The Supreme Court is facing a shortage of judges, forcing them to delay even long-postponed cases, officials said Wednesday.

“The court doesn’t have enough judges currently,” said Yos Sok­heoun, a judge currently serving at the Supreme Court.

Judge Sokheoun cited a recent de­cree issued by the Supreme Council of Magistracy—one officials have expected would lead to both the reshuffling and the retirement of many judges—as the root cause.

“Four judges have left. We need six more,” he said, adding that: “The court is waiting for six sup­reme judges who need to be appointed by royal decree.”

According to Judge Sokheoun the Supreme Court previously had a pool of 11 to 12 judges, from which five- to nine-judge panels would be selected for any given case. The current dearth of judicial officials has led to a virtual cessation of activity at the Supreme Court, court officials acknowledged Wednesday.

“We have enough prosecutors and clerks working,” said Judge Sokheoun, “but not judges.” It is unclear, he said, when replacements will come.

Kheang Srun, the Supreme Court clerk responsible for criminal cases, said that at present there are only nine serving judges at the court, but at least two of the officials on a list he provided-judges Prak Kimsan and Mong Monychariya-no longer work at the court.

Judge Kimsan, who is now president of the Pre-Trial Chamber at the Khmer Rouge tribunal, confirmed yesterday that he no longer works at the Supreme Court, but added that he was confident the judge shortage would soon be addressed.

“They will not let it be deadlocked like this, they will find a solution,” he said.

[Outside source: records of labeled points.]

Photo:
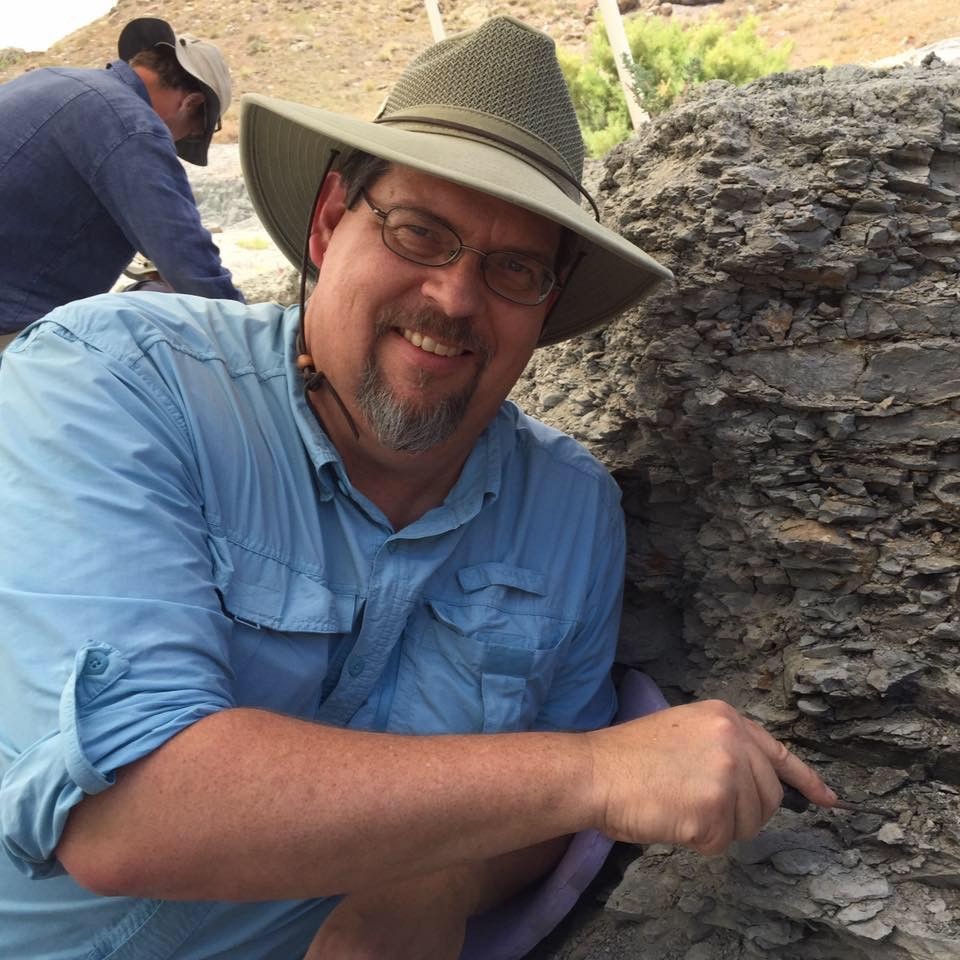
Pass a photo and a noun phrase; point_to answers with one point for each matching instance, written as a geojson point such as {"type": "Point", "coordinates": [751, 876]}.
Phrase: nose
{"type": "Point", "coordinates": [457, 288]}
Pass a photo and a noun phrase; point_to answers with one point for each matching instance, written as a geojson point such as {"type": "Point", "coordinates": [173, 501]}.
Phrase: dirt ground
{"type": "Point", "coordinates": [345, 55]}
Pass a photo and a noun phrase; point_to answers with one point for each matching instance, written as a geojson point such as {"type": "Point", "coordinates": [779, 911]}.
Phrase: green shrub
{"type": "Point", "coordinates": [668, 58]}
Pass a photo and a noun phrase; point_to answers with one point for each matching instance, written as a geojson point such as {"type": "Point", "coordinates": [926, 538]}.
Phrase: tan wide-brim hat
{"type": "Point", "coordinates": [487, 109]}
{"type": "Point", "coordinates": [200, 59]}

At least two cases were delayed yesterday at the Supreme Court, according to Billie Jean Slott, a defense lawyer for one of the cases scheduled to be heard. Her client, Australian Gordon Vuong, was arrested four-and-a-half years ago, at the age of 16, on charges of drug smuggling. His appeal was originally due to be heard by the Supreme Court last year, said Ms Slott, but the hearing was postponed at the request of defense attorneys. Yesterday’s delay, Ms Slott said, was “due to the fact that a reorganization is occurring.

“It has to tie into the fact that judges are being reassigned due to retirement,” she said, saying that she wasn’t at all worried about Mr Vuong’s case being rescheduled and that she expected a hearing in September.

Mr Srun, the Supreme Court clerk, confirmed Wednesday’s hearing was delayed due to the lack of judges: “We have a problem this week since we don’t have enough judges as some retired and some are on mission appointed by the government,” he said.

Ouk Kimleng, legal director at Legal Aid of Cambodia, a non-governmental organization, said he was not was not surprised by the delay in cases before the Supreme Court and elsewhere given the shortage of judges and potential caseloads.

“It’s not only about the Supreme Court-in the Appeal Court and in the provincial courts, too, they need more judges,” he said.

According to figures provided by the Supreme Court, there were 487 criminal cases sent to the court in 2008, 307 of which were held over from the previous year. Another 1,981 civil cases were placed on the court’s docket in 2008, only 619 of them were new cases.